Both PodMonitors are enabled by default when monitoring.podMonitors.enabled is true. It is safe to leave them enabled even when no instances use the Repo Server Delegate feature: the PodMonitors simply match zero pods.

Grafana Dashboard

The bundled Grafana dashboard provides visibility into:

  • Argo CD Instances: health distribution, reconciliation status, instance counts, tables of unhealthy/unreconciled instances
  • Argo CD Clusters: connection status, reconciliation, health breakdown
  • Kargo Instances: health, reconciliation, instance counts
  • Kargo Agents: connection status, reconciliation, health breakdown
  • Control Plane Operations: controller workqueue depth and duration, OOM-killed containers, database connection pool stats, persistent volume usage, CPU throttling
  • Argo CD Repo Server Delegate (Optional): reverse-proxy latency, request rate, and pending requests for instances using the Repo Server Delegate feature

The dashboard includes configurable template variables:

  • DS_PROMETHEUS: Prometheus datasource for metrics panels (health gauges, time series, alert-derived stats)
  • DS_PORTAL_DB: PostgreSQL datasource for table panels that query the portal database directly (instance lists, cluster details, org breakdowns). The chart provisions this datasource by default through monitoring.grafanaDatasource.*. If you disable that datasource or manage your own, those panels will fail until DS_PORTAL_DB resolves to a working PostgreSQL datasource.
  • namespace: filters metrics to the selected Kubernetes namespace
  • ThrottlingRatio: threshold used by the CPU-throttled containers panel

The Argo CD Repo Server Delegate (Optional) row may be empty. It only shows data when both of the following are true:

  • the Argo CD instance is configured to use repoServerDelegate in either controlPlane or managedCluster mode
  • instance-level Prometheus metrics are enabled on the platform controller (for self-hosted installs this is typically done by setting platformController.env.ENABLE_INSTANCE_PROMETHEUS_MONITORING: "true")

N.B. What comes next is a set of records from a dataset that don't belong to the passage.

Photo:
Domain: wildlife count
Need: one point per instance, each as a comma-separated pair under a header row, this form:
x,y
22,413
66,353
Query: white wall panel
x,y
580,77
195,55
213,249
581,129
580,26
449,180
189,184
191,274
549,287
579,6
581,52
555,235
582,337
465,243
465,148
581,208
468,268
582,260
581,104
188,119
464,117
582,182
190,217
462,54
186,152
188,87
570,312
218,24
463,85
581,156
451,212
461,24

The bundled chart includes PodMonitors (monitoring.podMonitors.enabled) that scrape repo-server-delegate and repo-server-proxy metrics across instance namespaces (argocd-*). If an instance uses the default "all managed clusters" manifest generation layout, this row will remain empty because there is no delegated repo server reverse-proxy traffic to display.